Sequential recommendation
, such as
next-basket recommender systems
(NBRS), which model users’ sequential behaviors and the relevant context/session, has recently attracted much attention from the research community. Existing
session-based NBRS
involve session representation and inter-basket relations but ignore their hybrid couplings with the intra-basket items, often producing irrelevant or similar items in the next basket. In addition, they do not predict next-baskets (more than one next basket recommended).

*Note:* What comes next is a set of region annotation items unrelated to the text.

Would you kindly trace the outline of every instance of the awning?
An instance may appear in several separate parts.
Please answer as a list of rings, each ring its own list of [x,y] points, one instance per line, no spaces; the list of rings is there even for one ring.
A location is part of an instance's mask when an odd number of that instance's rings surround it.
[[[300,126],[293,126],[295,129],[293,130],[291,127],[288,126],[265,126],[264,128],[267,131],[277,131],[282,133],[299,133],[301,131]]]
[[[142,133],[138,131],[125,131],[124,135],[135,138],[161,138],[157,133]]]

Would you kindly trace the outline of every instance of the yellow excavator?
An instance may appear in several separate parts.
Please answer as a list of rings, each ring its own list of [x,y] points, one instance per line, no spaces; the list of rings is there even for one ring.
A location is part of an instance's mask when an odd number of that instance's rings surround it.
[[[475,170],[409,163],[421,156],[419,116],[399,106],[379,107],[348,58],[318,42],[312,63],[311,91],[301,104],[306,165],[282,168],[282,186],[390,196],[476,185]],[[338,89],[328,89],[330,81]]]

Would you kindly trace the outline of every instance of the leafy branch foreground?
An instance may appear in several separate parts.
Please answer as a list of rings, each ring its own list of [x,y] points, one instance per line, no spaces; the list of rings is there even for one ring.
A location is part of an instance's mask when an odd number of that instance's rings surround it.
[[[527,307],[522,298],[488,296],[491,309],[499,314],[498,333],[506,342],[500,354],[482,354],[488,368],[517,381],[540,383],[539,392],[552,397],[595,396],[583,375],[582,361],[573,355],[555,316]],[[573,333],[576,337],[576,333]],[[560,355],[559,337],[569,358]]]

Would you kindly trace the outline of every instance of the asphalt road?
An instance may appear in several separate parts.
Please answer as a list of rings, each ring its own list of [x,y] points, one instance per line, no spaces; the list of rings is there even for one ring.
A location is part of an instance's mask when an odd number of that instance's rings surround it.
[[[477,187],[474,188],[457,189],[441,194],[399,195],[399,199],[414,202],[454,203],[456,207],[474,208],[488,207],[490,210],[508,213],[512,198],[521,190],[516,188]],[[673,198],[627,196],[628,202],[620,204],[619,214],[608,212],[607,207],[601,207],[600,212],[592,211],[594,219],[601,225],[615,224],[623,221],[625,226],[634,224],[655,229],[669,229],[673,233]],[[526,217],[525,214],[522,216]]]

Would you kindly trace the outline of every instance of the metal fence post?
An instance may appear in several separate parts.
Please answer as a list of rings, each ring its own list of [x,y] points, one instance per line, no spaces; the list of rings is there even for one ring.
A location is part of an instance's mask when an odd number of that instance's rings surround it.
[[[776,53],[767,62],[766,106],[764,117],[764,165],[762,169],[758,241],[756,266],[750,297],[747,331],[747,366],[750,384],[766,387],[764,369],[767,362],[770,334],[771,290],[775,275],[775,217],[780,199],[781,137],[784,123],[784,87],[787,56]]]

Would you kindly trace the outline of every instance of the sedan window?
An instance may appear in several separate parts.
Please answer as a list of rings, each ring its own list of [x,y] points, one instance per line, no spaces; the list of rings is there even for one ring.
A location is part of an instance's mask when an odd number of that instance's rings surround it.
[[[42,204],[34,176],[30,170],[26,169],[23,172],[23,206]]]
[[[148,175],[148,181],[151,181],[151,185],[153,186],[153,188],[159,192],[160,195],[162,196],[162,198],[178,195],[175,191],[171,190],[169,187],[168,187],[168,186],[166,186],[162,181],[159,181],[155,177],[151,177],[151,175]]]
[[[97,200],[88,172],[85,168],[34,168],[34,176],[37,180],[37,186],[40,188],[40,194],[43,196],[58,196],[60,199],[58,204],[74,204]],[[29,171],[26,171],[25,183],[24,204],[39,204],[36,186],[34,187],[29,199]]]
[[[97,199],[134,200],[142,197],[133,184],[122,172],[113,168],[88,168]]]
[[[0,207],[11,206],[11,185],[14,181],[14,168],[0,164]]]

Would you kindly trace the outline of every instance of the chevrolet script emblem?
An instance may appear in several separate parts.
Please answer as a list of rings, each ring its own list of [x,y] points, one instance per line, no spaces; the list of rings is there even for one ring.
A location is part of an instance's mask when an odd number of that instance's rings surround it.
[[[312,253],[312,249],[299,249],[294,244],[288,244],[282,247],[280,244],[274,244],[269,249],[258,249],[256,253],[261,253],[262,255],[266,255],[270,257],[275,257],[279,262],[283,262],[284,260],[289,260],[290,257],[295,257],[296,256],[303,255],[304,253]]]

Interactive recommendation
further involves user feedback on the recommended basket. The existing work on next-item recommendation involves positive feedback on selected items but ignores negative feedback on unselected ones. Here, we introduce a new setting—
interactive sequential basket recommendation
, which iteratively predicts next baskets by learning the intra-/inter-basket couplings between items and both positive and negative user feedback on recommended baskets. A
hierarchical attentive encoder-decoder model
(HAEM) continuously recommends next baskets one after another during sequential interactions with users after analyzing the item relations both within a basket and between adjacent sequential baskets (i.e., intra-/inter-basket couplings) and incorporating the user selection and unselection (i.e., positive/negative) feedback on the recommended baskets to refine NBRS. HAEM comprises a basket encoder and a sequence decoder to model intra-/inter-basket couplings and a prediction decoder to sequentially predict next-baskets by interactive feedback-based refinement. Empirical analysis shows that HAEM significantly outperforms the state-of-the-art baselines for NBRS and session-based recommenders for accurate and novel recommendation. We also show the effect of continuously refining sequential basket recommendation by including unselection feedback during interactive recommendation.